FliG, FliM and FliN are required for flagellar assembly and torque generation, and for the control of switching between CW and CCW directions of rotation Yamaguchi et al 1986a, Sockett et al 1992, Irikura et al 1993. Intergenic suppression analyses (Yamaguchi et al., 1986b) and ultrastructural studies Khan et al 1992, Francis et al 1992, Francis et al 1994, Zhao et al 1995, Zhao et al 1996 suggest that they function in a complex at the base of the flagellum, often called the “switch complex.” A genetic fusion of FliM to FliN has been characterized in detail, and has properties that suggest that these proteins are associated with each other in the flagellum (Kihara et al., 1996). Recently, in vitro binding studies (Tang et al., 1996) and studies using the two-hybrid system in yeast (Marykwas et al., 1996) have provided direct evidence of a complex containing FliG, FliM and FliN. Ultrastructural studies Francis et al 1992, Francis et al 1994, Khan et al 1992, Zhao et al 1995, and a study of binding interactions in vitro (Oosawa et al., 1994), showed that FliG is associated with the basal-body MS-ring, and that FliM and FliN are components in a large ring-shaped or bell-shaped structure extending from the MS-ring into the cytoplasm.
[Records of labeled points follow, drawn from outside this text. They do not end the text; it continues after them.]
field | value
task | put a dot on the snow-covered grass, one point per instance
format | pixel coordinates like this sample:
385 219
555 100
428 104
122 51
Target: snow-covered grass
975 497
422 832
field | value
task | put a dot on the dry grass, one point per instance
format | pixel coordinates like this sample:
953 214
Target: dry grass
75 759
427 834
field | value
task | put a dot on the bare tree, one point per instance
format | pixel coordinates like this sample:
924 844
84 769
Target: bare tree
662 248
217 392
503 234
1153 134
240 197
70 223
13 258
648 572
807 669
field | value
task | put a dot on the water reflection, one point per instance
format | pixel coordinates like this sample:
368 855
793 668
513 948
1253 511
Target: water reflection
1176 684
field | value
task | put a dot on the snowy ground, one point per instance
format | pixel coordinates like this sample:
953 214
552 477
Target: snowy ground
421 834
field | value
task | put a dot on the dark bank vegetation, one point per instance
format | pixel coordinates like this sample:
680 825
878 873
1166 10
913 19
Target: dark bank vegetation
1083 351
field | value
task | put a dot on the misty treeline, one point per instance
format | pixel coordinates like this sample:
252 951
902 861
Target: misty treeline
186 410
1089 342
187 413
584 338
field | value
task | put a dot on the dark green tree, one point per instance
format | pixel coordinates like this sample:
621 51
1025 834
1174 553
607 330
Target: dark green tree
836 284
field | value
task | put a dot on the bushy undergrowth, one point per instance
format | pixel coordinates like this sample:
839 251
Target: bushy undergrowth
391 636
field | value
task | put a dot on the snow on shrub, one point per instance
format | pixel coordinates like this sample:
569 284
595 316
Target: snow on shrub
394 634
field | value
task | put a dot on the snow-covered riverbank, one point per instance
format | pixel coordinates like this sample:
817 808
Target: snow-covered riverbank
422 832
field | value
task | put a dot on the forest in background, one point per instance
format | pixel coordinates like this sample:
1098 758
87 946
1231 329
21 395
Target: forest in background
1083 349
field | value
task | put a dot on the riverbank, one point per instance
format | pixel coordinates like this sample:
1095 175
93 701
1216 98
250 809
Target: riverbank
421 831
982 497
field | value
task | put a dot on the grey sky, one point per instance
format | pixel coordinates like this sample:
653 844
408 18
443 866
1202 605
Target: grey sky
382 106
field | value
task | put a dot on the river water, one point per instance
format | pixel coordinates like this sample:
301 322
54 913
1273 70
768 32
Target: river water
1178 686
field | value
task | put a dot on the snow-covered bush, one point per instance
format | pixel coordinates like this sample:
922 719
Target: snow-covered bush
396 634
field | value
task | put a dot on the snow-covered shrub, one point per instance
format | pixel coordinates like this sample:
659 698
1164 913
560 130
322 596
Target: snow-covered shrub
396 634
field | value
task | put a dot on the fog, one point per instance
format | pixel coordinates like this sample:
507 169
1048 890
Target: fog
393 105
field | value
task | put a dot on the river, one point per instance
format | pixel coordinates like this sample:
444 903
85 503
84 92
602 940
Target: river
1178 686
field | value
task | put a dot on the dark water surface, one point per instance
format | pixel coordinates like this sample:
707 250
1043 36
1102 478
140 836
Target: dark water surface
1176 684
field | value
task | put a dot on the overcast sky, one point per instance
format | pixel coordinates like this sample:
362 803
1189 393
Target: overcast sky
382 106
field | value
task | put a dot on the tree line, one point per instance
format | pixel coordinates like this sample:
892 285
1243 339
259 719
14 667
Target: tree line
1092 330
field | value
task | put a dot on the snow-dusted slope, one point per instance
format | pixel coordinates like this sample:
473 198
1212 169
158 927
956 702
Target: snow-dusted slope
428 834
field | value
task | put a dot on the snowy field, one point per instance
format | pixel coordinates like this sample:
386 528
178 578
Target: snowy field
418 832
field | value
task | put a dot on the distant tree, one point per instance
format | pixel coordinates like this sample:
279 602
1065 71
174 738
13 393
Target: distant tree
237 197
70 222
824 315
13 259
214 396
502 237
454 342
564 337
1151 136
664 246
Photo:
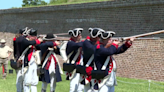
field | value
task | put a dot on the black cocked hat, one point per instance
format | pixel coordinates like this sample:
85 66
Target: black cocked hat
50 36
95 32
107 34
75 32
33 32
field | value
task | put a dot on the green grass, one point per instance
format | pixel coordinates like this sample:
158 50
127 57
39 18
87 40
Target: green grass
124 85
64 2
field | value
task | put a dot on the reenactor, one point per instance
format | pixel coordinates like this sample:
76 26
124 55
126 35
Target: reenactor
88 55
74 55
29 67
105 65
50 66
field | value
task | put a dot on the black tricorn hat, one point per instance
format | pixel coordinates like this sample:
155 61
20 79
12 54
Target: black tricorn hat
23 31
75 32
33 32
95 32
49 36
107 34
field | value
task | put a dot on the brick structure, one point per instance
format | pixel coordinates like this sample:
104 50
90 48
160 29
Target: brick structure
125 17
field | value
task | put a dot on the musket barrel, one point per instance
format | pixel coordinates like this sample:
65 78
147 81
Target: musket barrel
143 35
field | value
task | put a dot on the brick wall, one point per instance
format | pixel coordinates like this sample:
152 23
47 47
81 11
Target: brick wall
125 17
144 60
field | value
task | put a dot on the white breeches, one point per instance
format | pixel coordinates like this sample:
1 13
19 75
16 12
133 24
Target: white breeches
19 81
106 88
75 86
30 77
52 83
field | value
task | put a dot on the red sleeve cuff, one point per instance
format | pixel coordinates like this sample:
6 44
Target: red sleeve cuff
98 46
37 42
88 38
128 44
14 39
54 43
115 45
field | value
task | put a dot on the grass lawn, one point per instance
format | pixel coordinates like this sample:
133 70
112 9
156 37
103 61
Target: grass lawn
124 85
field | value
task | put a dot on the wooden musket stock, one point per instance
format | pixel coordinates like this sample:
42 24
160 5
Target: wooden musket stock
113 38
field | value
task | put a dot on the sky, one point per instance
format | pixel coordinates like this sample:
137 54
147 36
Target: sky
7 4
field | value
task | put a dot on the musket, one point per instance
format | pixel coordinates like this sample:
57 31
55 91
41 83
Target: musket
143 35
113 38
55 34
Collectively, the evidence strongly supports the view that FliG, FliM and FliN are all components of the rotor. Physiological studies are also consistent with a rotor location for FliG, FliM and FliN; underexpression or overexpression of these proteins has effects that suggest that they function together, in a complex distinct from MotA and MotB (Tang and Blair 1995, Tang et al 1995; our unpublished results).
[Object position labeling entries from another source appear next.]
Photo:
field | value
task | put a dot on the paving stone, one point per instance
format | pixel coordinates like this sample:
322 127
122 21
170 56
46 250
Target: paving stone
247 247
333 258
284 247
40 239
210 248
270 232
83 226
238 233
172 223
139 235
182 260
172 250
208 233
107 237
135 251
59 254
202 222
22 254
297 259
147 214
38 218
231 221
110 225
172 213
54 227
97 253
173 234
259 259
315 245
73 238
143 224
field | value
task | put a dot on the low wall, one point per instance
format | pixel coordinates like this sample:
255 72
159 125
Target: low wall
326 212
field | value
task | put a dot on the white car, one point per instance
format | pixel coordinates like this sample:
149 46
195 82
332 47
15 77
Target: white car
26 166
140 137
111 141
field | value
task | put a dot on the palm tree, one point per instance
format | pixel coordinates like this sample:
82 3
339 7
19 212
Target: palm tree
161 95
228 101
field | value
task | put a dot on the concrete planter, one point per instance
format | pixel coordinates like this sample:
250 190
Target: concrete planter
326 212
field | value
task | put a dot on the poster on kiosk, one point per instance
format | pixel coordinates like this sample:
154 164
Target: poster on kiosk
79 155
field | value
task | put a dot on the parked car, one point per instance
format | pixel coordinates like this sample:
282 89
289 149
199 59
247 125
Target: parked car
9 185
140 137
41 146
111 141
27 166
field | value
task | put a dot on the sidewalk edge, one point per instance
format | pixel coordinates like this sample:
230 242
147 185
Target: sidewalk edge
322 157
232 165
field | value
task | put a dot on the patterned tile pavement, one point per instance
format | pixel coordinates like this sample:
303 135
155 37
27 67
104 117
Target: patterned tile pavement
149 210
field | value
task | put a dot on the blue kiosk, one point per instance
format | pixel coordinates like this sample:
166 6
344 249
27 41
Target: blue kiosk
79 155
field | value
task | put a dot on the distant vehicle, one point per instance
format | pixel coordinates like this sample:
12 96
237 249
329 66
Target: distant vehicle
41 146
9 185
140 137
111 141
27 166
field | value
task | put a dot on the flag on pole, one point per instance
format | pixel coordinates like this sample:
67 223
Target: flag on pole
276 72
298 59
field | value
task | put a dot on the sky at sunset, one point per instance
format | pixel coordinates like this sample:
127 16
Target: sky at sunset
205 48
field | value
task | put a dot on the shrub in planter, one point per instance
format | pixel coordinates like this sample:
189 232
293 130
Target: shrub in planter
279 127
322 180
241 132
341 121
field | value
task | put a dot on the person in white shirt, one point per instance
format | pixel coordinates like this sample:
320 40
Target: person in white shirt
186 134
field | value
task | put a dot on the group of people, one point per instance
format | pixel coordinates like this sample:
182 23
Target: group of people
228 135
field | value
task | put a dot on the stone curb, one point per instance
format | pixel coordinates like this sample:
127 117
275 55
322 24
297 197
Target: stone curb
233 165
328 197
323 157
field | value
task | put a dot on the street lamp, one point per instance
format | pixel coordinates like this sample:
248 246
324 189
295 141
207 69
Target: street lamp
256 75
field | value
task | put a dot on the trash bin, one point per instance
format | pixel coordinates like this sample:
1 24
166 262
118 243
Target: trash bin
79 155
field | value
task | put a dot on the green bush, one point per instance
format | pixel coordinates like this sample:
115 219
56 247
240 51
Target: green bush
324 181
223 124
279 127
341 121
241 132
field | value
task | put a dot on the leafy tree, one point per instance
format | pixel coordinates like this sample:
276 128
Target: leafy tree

We recently reported evidence that suggests that FliG is more closely involved than FliM or FliN in torque generation (Lloyd et al., 1996). Specifically, we found that the Mot⁻ mutants of fliM or fliN could be made motile to various degrees, either by overexpressing the mutant proteins or by overexpressing another of the switch-complex proteins. The fliM and fliN Mot⁻ mutations thus appear to affect the binding of one or more of the switch-complex proteins to their sites in the flagellum, rather than torque generation per se. In contrast, several of the fliG Mot⁻ mutations abolish motor rotation, while allowing good flagellation, at all levels of expression of the mutant protein or other switch-complex proteins. These mutations, which disrupt torque generation specifically, are clustered in a C-terminal domain of FliG. On the basis of these and other observations, we suggested that the C-terminal domain of FliG forms the rotor portion of the site of torque generation (Lloyd et al., 1996). Consistent with this proposal is the observation that certain defects in the stator components MotA and MotB can be suppressed by mutations in FliG Garza et al 1996a, Garza et al 1996b, and a small deletion in FliG can be suppressed by a mutation in MotB Yamaguchi et al 1986a, Irikura et al 1993.
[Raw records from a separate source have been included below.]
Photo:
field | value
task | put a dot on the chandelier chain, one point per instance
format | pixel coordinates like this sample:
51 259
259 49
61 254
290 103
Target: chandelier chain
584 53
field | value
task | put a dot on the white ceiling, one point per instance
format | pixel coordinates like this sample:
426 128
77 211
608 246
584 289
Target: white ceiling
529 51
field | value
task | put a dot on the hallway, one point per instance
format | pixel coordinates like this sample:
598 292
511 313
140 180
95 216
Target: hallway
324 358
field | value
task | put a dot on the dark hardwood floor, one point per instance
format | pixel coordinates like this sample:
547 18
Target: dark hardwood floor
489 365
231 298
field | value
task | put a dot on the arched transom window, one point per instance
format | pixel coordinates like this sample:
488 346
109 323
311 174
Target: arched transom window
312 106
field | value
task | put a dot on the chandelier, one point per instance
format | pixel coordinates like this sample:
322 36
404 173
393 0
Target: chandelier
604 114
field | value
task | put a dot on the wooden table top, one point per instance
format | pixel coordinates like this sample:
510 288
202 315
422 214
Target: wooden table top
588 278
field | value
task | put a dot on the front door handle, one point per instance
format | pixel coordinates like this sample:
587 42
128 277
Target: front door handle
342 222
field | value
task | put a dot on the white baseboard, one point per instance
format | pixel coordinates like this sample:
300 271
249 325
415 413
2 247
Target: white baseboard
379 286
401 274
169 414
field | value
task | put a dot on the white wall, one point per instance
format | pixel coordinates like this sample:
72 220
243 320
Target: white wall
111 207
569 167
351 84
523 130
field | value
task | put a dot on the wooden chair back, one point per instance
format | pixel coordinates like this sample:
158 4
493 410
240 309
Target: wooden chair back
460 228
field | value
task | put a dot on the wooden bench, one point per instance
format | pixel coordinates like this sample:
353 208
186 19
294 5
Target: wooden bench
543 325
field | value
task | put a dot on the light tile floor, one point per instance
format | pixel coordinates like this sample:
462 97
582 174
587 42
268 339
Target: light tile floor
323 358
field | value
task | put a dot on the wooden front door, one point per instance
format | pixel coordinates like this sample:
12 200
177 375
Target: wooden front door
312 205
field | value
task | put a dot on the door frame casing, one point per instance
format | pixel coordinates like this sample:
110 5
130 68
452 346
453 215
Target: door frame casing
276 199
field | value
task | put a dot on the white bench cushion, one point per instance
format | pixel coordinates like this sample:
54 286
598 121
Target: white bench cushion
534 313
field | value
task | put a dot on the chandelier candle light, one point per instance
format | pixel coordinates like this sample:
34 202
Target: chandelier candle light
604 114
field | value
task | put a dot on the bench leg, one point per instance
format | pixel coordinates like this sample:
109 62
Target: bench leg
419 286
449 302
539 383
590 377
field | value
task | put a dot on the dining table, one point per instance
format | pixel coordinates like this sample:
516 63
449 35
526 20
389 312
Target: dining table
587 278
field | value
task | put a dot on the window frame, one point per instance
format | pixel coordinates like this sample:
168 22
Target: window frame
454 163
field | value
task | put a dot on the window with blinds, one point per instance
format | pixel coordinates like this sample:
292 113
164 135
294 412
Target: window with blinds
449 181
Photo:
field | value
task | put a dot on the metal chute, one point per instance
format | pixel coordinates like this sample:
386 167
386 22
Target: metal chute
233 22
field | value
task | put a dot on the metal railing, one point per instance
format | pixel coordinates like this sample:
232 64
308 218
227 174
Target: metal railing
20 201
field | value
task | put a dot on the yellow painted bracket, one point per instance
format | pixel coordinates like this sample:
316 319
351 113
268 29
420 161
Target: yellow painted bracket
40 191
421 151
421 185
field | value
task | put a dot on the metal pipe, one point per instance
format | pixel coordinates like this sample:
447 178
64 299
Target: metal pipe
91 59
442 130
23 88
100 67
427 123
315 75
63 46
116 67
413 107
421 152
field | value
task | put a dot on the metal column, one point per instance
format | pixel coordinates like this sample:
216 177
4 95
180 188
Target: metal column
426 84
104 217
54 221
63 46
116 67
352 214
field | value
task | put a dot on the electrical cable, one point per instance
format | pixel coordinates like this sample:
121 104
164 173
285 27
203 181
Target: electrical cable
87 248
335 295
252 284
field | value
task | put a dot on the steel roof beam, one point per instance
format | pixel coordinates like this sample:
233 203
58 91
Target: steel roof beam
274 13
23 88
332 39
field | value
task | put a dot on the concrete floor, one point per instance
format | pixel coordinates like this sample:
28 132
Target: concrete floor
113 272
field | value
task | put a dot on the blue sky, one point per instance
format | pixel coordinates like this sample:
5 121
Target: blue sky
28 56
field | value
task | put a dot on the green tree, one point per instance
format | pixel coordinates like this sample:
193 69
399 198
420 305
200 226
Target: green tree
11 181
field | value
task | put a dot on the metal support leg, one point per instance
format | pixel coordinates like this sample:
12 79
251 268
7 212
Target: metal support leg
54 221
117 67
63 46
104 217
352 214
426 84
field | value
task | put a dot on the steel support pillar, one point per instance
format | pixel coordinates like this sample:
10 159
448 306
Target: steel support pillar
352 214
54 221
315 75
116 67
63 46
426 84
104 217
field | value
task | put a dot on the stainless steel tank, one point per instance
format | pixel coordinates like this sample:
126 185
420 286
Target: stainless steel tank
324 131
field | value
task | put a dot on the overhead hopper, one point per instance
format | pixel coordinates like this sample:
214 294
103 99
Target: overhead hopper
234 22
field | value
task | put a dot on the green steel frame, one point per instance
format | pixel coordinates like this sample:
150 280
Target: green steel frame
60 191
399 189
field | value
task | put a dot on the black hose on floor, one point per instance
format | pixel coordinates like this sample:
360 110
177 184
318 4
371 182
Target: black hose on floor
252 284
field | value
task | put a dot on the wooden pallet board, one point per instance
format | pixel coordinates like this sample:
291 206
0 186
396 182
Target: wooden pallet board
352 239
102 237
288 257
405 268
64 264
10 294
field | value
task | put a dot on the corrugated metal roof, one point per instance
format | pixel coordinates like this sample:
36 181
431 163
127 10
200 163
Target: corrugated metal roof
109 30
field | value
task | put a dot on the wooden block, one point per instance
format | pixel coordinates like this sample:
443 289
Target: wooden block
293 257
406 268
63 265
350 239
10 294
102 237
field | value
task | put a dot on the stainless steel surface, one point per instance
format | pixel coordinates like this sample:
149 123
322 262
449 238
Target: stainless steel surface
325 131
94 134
Here, we have used a mutational approach to identify the residues in the C-terminal domain of FliG that are most important for torque generation. Evolutionarily conserved residues were identified by comparison of the available FliG sequences, and these residues were then replaced by alanine (and in some cases by other residues as well) using site-directed mutagenesis. Because electrostatic interactions among charged groups have been invoked in a number of proposals for the mechanism of torque generation in the flagellar motor (e.g. see Glagolev and Skulachev 1978, Murata et al 1989, Blair 1990, Berry 1993), charged residues were given closest attention in this mutational analysis, being changed singly and in all pairwise combinations. The results show that three charged residues, Arg279, Asp286 and Asp287, are directly involved in torque generation. We suggest that these residues form an active site for torque generation on the rotor of the flagellar motor, and that the arrangement of charged groups within this active site is its most important feature.